I read both the Virtualization Review performance testing article and the related commentary with quite a bit of interest. I came across this statement in the article:
The key to making this cross-comparison of the hypervisors is ensuring a consistent environment. For each test, every hypervisor was installed on the same server using the same disk system, processor quantity, and memory quantity. The same hardware was used for each test and all software was installed and configured the same way for each test.
I find this confusing. I interpret it to mean that identical hardware was used for testing, as well as some sort of install of the software. But I need to ask: What software? Are we talking about the contents of the virtual machines? Or are we talking about the hypervisors? What exact version of the hypervisors were tested? What the paragraph about does not speak to is the layout of the VMs within the disk system. Did the VMs share a LUN or did they use their own LUN? Hyper-V often requires one LUN per VM if you want Quick Migration support. Is this the way the other hypervisors VMs were also laid out? Since disk I/O is a major issue with performance I would have expected this to be spelled out in great detail.
The other parameters that I expected to see explained were how the VMs were imported into the hypervisors. Were they stood up as new VMs for each hypervisor? Were the VMs the results of a P2V migration? Or were they imported from a library of VMs? Were paravirtualized drivers installed within the VMs?

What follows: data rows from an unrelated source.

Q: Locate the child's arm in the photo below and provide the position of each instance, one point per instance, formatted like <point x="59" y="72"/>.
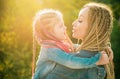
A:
<point x="70" y="61"/>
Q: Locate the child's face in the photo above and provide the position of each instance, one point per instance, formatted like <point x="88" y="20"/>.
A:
<point x="81" y="24"/>
<point x="59" y="30"/>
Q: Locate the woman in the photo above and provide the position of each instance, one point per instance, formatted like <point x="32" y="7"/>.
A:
<point x="93" y="27"/>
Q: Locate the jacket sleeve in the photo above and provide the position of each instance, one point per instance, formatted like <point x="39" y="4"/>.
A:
<point x="71" y="61"/>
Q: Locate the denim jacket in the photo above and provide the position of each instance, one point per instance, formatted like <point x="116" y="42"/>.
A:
<point x="49" y="57"/>
<point x="62" y="72"/>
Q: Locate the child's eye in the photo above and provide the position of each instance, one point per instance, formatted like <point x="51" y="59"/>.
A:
<point x="79" y="21"/>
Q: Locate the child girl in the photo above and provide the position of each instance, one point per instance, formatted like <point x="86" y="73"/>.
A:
<point x="50" y="32"/>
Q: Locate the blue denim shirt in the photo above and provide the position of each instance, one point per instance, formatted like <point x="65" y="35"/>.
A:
<point x="49" y="57"/>
<point x="62" y="72"/>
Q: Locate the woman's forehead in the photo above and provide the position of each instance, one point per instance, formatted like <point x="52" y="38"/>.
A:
<point x="83" y="12"/>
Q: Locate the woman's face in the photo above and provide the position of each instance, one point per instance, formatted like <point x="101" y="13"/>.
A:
<point x="81" y="24"/>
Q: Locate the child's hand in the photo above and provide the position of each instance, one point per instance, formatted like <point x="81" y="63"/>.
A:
<point x="111" y="56"/>
<point x="103" y="59"/>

Just how were the VMs configured and created?
I was looking through the article for several numbers, one I found and the others I did not.
- How many times did the testers run each test? The engineer in me wants to know the math behind the numbers. Perhaps there should have been a graph of runs vs. results — this would help me to determine if caching was involved.
- Were the tests run sequentially? I ask this because disk information is cached at several levels, so we need to know if the tests are running from cache or direct from disk. If you have one VM per LUN, cache comes into play quite a bit. Several disk I/O tools (iozone for example) can disable disk cache capabilities, but repetitive tests will often live within cache, which is not a very accurate disk I/O measurement, as with an average system disk access will not live in the cache. In essence, while the tests were supposed to be of just the hypervisor, the disk subsystem is part of the whole. Was the disk I/O time included in the equation? It appears that disk I/O was included, but this begs the question: how were the VMs laid out on the disk? Were they all using the same LUN? If so then the LUN got pummeled and the numbers are all suspect.
- Where are the numbers for running this same test on physical hardware? Otherwise how can we know if the CPU, RAM, and disk operations numbers make any sense or not? Where is the baseline for the tests?
The most interesting number to me was the time clock, but without knowing how many tests were run, the numbers are so close that the differences could amount to nothing more than mathematical round off or truncation errors. Ever seen a poll that has a documented 3% error, but the results are within 2% of each other? In terms of statistics, this means that they are really the same results. So where are the statistics behind the time clock values?
What I do like about this test is that it is an unoptimized test. In other words, no one went in and optimized the number of spindles per LUN, the SQL implementation, or the other workloads. In other words, the testers did not go out of their way to make anything look particularly good. The tester instead did exactly what a user would do: installed a workload and let it run. The average user is simply not going to optimize his install, he will just run it and expect the best.
On the other hand, many vendors will optimize everything to garner the best results. They will spend hours if not days tweaking this and that to get the best results. I even know one vendor who put a special bit in their hardware that once toggled would just repeat whatever was in cache on the hardware 10 million times. The vendor got great results but they were not real-world results, as you could never pump data to the hardware that fast through the other layers involved. We need more unoptimized performance tests.
If you are going to do performance tests between hypervisors, take care to ensure your VMs are laid out identically with respect to storage, document the use of any paravirtualized drivers, and run the tests many many times so that you can get your statistics correct.
You may find that there is just no clear winner, leaving your choice of hypervisor dependent entirely on the advanced features available within each product.